Unlike a lot of feminists who’ve taken a hard stand on Andrea Dworkin, I refuse to; I neither adore nor revile her. I prefer this even-handed account of her life, as reported by the UK Guardian, over the dogmatic proclamations that she was either a messiah, or a hopeless man-hater. She was neither. She was, however, an important and trail-blazing feminist writer–love or loathe her. Or, as I do, appreciate her sharp perceptions for all their considerable worth, but don’t take her extremes too much to heart. She certainly deserved all the recognition she got and then some, because she got us talking about the ways sex is used and abused in the oppression of women. Give her credit for that much, even if, like me, you’re not too thrilled with the final direction her work took.

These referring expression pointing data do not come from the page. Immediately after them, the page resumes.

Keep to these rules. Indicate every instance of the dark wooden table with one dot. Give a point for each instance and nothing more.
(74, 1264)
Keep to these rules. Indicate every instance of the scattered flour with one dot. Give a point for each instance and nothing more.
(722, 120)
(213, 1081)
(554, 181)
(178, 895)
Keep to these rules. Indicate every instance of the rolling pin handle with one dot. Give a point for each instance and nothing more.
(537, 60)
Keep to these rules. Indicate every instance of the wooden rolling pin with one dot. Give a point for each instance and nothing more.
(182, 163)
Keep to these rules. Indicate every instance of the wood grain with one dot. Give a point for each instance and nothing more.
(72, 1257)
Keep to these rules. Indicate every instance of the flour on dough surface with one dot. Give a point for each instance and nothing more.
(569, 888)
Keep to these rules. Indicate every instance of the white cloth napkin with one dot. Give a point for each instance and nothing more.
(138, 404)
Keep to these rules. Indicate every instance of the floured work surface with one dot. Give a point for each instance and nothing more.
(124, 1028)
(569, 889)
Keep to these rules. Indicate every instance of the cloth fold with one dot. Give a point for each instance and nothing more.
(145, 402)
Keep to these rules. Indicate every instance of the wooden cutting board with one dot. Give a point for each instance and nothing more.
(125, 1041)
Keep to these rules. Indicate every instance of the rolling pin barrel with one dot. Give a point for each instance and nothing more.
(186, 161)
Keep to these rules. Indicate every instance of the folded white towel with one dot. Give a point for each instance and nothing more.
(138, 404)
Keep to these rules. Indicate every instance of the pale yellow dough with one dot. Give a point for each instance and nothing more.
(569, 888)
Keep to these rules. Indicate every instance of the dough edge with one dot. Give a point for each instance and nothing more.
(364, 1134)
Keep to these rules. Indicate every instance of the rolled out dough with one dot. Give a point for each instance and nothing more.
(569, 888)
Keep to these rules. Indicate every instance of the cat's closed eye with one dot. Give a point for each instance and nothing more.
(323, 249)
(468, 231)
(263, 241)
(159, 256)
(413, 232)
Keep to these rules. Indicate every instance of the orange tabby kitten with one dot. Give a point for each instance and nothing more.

BTW, Susie Bright has a surprisingly warm obit for her on her blog. She may well be the last person you’d expect to feel that way about Andrea Dworkin. But read the piece, and you’ll get some inkling as to why she can’t really disparage her old mentor/nemesis too much. Who could, if they had anything even vaguely resembling a heart? Dworkin’s life, her activism, even her excesses, all stand as cautionary tales of where the collective lack of heart in our society can lead a person awry. In the end, she deserves empathy. It certainly sounds like she could have used it.
As for me, unlike Susie Bright, I can’t give Dworkin credit with interesting me in the erotic; that honor goes to Cosmopolitan (in the grand old days of Helen Gurley Brown) and Nancy Friday. But I will give her credit for alerting me to the ways, subtle and not-so-, that the erotic can and will be used against unwary women. And surely that is a salutory lesson even for the most avid pro-sex feminist.